Convert the brave, honest officers of your navy into pimping tide-waiters and colony officers of the customs. Let those who in the time of war fought gallantly in defense of their countrymen, in peace be taught to prey upon it. Let them . . . scour with armed boats every bay, harbor, river, creek, cove, or nook throughout your colonies; stop and detain every coaster, every wood-boat, every fisherman. . . . Thus shall the trade of your colonists suffer more from their friends in time of peace, than it did from their enemies in war. . . . O, this will work admirably!
Animus built toward the most famous incident of the pre-Revolutionary period, the Boston Tea Party. Like the bromides about taxation and representation, the Boston Tea Party doesn’t actually make sense today without understanding the context of enforcement. The cargo dumped from aboard several ships of the British East India Company was legal tea. Contrary to what you may have learned, this tea was relatively cheap for consumers to purchase, even after including the price of the import tariff. The Crown had granted the East India Company sole monopoly of the import of this tea, making it the single legal competitor to the vast armada of smugglers of illegal Dutch tea that flooded the colonies. And in fact, what so enraged the revolutionary mob that defiled this shipment was that the Crown had recently lowered the import tariff on this legal tea, making it more economically competitive with smuggled tea. In other words, the Tea Party was triggered not by taxes being raised but rather by a tax cut. Our common understanding of the tea party as a revolt against taxes renders this basic truth invisible, but the event only makes sense in the broader context of an enforcement regime whose abuses and excesses had destroyed the government’s legitimacy.
Escalating conflict between smugglers and the officers who policed smuggling was one of the chief drivers—perhaps the chief driver—toward the outbreak of violent insurgency that led to the country’s founding. It was the point of the spear, where the inherent contradictions of colonial rule were made most acutely, painfully, and sometimes violently manifest. When the colonial insurrectionists railed against the king, it was his customs officers who embodied his tyranny.

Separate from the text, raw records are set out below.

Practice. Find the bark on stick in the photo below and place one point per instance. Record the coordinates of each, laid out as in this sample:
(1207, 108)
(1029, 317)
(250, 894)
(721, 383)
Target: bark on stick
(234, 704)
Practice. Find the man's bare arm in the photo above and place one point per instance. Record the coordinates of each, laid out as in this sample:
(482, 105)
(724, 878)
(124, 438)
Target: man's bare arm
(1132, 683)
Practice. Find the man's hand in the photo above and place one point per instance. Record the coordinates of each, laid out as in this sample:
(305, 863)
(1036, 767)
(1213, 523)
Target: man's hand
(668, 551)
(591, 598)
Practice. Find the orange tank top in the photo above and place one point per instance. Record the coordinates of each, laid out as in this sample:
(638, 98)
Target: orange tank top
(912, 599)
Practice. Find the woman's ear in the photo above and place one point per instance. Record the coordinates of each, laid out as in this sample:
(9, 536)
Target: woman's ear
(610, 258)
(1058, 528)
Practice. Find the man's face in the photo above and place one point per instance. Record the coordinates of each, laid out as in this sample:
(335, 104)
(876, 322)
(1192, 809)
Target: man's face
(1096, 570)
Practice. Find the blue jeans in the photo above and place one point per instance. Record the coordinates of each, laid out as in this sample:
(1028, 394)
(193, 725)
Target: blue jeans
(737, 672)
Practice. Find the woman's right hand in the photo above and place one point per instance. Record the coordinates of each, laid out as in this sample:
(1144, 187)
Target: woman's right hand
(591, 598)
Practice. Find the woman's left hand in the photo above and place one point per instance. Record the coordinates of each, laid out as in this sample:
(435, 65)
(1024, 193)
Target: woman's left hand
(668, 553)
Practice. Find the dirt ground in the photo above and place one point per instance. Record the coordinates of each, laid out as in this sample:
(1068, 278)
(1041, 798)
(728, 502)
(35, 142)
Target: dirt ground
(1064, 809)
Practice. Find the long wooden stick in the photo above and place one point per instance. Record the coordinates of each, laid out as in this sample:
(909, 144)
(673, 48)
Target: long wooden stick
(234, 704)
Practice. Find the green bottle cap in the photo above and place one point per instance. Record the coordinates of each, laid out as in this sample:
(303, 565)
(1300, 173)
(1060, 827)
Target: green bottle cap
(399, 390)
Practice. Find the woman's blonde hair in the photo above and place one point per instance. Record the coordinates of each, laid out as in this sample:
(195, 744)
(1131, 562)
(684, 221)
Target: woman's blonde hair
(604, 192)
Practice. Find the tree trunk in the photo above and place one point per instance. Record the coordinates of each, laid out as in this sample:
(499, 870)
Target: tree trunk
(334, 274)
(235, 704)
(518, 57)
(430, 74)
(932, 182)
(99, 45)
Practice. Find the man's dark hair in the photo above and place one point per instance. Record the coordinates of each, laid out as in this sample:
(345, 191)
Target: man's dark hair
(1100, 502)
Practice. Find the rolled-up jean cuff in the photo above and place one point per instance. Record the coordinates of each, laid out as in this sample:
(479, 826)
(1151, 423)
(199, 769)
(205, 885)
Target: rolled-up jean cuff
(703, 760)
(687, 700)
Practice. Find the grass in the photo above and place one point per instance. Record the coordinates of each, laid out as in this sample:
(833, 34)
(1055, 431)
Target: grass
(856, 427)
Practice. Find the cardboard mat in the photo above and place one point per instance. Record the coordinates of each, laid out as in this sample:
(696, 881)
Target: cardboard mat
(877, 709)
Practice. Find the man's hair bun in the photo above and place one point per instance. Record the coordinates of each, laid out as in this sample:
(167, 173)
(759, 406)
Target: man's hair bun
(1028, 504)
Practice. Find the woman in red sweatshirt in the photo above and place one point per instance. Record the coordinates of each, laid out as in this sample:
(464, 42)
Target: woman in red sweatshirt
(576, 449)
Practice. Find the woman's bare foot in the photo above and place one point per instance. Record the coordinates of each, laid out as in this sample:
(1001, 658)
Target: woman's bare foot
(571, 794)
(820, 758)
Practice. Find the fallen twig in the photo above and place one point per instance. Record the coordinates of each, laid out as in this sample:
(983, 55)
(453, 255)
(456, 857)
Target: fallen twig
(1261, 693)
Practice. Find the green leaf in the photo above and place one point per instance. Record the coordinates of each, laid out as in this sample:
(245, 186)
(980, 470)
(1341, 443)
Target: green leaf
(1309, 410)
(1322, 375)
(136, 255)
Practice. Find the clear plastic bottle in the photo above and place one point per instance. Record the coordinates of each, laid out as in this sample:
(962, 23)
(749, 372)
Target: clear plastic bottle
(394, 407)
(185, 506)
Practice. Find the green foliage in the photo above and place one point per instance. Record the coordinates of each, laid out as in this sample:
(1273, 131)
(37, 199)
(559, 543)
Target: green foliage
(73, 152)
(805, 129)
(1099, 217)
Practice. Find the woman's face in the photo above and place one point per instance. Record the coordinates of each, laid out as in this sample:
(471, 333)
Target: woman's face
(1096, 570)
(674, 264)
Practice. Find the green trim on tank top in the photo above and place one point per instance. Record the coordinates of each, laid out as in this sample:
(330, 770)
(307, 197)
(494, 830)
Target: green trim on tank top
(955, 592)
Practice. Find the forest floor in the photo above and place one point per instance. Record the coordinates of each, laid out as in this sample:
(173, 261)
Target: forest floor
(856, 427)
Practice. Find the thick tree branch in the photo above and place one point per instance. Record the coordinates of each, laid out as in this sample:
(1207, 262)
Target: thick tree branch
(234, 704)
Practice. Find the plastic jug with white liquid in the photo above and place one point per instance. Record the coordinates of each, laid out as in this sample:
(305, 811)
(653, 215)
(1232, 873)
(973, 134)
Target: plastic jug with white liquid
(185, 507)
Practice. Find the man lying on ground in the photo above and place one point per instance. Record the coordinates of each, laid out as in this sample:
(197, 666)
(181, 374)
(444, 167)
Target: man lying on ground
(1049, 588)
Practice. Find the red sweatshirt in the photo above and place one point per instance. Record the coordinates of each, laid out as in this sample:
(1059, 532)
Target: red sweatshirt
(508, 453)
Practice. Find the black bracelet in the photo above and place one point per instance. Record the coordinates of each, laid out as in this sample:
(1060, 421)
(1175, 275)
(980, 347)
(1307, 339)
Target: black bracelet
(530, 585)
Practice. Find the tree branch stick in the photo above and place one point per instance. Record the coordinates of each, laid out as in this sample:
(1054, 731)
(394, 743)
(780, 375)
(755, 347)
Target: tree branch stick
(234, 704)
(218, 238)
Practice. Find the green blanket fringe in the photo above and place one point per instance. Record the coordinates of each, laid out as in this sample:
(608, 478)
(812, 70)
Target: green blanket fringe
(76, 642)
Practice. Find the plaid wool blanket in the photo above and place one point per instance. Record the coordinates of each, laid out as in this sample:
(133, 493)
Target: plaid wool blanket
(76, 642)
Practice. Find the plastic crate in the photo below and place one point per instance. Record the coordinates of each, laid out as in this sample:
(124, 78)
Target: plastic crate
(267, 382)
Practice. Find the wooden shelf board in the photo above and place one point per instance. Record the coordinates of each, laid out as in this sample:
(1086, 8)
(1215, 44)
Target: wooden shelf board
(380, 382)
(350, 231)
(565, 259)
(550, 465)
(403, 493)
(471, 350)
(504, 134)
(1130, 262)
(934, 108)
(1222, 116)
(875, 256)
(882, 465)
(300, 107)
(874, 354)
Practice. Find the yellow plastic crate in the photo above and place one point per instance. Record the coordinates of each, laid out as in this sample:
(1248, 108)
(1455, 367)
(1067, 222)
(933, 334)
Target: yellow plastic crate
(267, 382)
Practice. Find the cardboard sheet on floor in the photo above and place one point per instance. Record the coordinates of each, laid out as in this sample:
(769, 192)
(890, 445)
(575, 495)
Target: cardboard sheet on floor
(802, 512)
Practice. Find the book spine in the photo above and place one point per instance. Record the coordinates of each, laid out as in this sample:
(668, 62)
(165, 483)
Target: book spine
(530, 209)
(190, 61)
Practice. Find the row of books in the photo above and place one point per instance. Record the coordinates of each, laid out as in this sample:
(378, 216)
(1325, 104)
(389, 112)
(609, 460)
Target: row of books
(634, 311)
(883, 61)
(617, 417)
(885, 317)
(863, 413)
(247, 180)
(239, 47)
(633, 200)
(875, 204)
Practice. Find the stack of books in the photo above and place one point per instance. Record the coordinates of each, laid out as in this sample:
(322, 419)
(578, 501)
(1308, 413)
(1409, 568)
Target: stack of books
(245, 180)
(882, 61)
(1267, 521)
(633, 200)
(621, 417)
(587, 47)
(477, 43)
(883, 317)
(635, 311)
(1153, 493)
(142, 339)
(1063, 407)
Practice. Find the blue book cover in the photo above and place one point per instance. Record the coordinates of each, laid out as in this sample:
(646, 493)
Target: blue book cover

And sure enough, in the Declaration of Independence, in the list of petty indignities and offensive tyrannies of the Crown, we find an excoriation of the king for the fact the he has “sent hither swarms of officers to harass our people and eat out their substance.”
SO WHAT DOES ALL of this have to do with Ferguson, Missouri? When you zoom out past the precipitating incident of Michael Brown’s death and look at the Ferguson police as a whole, you find an enforcement regime strikingly similar to the British Crown’s. The fundamental offense of British customs policing was that its driving rationale was revenue. Like the customs officers who interdicted smugglers to bring in tariffs, the police in Ferguson were ordered to write tickets to bring in money. That kind of law enforcement had nothing to do with public safety or welfare, and the public knew it. As the Department of Justice (DOJ) wrote in its report on the patterns and practices of the department:
Ferguson’s law enforcement practices are shaped by the City’s focus on revenue rather than by public safety needs. This emphasis on revenue has compromised the institutional character of Ferguson’s police department, contributing to a pattern of unconstitutional policing, and has also shaped its municipal court, leading to procedures that raise due process concerns and inflict unnecessary harm on members of the Ferguson community.
Like the regime in the American colonies, the enforcement regime in Ferguson had a lot to do with the lack of democratic accountability.
Here’s a snapshot of Ferguson’s history. It was built as a railroad town, but in the 1960s, as desegregation came to St. Louis schools, whites fled north from the city proper for the inner ring suburbs of St Louis County. Ferguson is just one of a number of surrounding municipalities that took in the influx of working-class whites. For a generation, the towns in St. Louis County were, in the words of one local, “white blue-collar Democrats. Military families. Union families.”
And then in the inexorable migratory logic of white fear, when black people started to move into those same inner ring suburbs, whites who had been living there moved out farther into the sprawling exurbs. In 1990 Ferguson was 73 percent white and 25 percent black. A decade later African Americans were a slim majority, and by the time Michael Brown was shot and killed, African Americans comprised about two-thirds of the town’s 21,000 residents. The white people who stayed had a certain pride in their own enlightenment and open-mindedness. “It’s ironic this happened in Ferguson, because Ferguson had the reputation of being one of the most progressive [towns] in north St. Louis County,” native Umar Lee told me. “Where you do have a strong contingent of white people . . . that are kind of committed to diversity, and you know, we’ve got the Ferguson farmers’ market right down the street.”